San Jose and Washington D.C, March 2nd, 2012. Venezuela has failed in its obligation to protect the life of human rights defender Joe Luis Castillo González, who was murdered in August 2003. Joe Castillo was the General Coordinator of the Social Action and Human Rights office of the Vicariato Apostólico de Machiques (Apostolic Vicariate of Manchiques). He gave legal assistance to people seeking asylum and refuge in the border area and also worked as a human rights defender in struggles over land tenure. The attack that ended his life took place while he was driving his car in the state of Zulia, Venezuela, accompanied by his wife Yelitze and his one and a half year old son, Luis Cesar.
The attack was denounced by the victim´s representatives: the Human Rights Vicariate of Caracas, attorney Carlos Ayala and the Center for Justice and International Law (CEJIL) in a public hearing today before the Inter-American Court of Human Rights in Costa Rica.

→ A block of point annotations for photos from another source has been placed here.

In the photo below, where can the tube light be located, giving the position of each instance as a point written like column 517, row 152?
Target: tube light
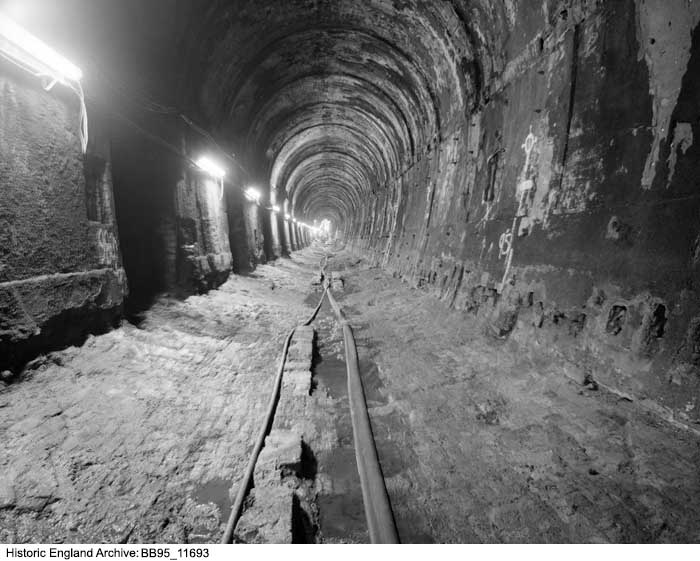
column 33, row 54
column 252, row 194
column 208, row 166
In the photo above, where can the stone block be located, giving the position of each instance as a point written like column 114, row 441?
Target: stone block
column 269, row 519
column 280, row 458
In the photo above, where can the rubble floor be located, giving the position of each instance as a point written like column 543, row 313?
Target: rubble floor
column 141, row 434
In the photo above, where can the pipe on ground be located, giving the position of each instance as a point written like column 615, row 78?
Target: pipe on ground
column 380, row 518
column 247, row 480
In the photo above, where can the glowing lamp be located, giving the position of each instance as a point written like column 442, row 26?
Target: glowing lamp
column 208, row 166
column 34, row 55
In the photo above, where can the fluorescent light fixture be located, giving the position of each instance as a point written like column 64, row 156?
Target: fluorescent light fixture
column 207, row 165
column 252, row 194
column 33, row 54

The hearing also exposed the vulnerability facing human rights defenders working in the border area between Venezuela and Colombia. Zulia state is known for its illegal activities, struggles involving farmers and indigenous people and a high presence of Colombian refugees, underlined expert Michael Reed. “Any investigation must take this context in to account”, he noted.
In her testimony before the Court, Yelitze Moreno denounced that her husband’s murder remains unpunished: "We have had no response from the authorities. In one of the visits we made to the prosecutor’s office, we found out that the case had been closed, and we found out just like that.”
In her closing arguments, Viviana Krsticevic, Executive Director of CEJIL, denounced that Venezuela hadn´t taken the appropriate protective measures for these circumstances: “Whenever there is a blatant risk, the State is called to protect those at risk, especially if they are human rights defenders.”
“The State didn’t apply any of the following measures that could have prevented this tragedy: a risk evaluation of vulnerable groups, the implementation of public policies in a context of systematic violence, national mechanisms for the protection of human rights defenders, awareness campaigns about the work of defenders…” noted Krsticevic.
The representatives also requested a diligent investigation into the facts to determine who is responsible. This call was echoed by Joe Castillo’s wife. With regards to her son she said: “He asked why his dad had been murdered but we still can’t answer him because we don’t know.”
The representatives of the victims requested that the Inter-American Court establish standards for the implementation of public policies that protect the work of human rights defenders in Venezuela, so that they can be used as a model for the rest of the continent.
The Court is expected to issue a judgment in the summer of 2012.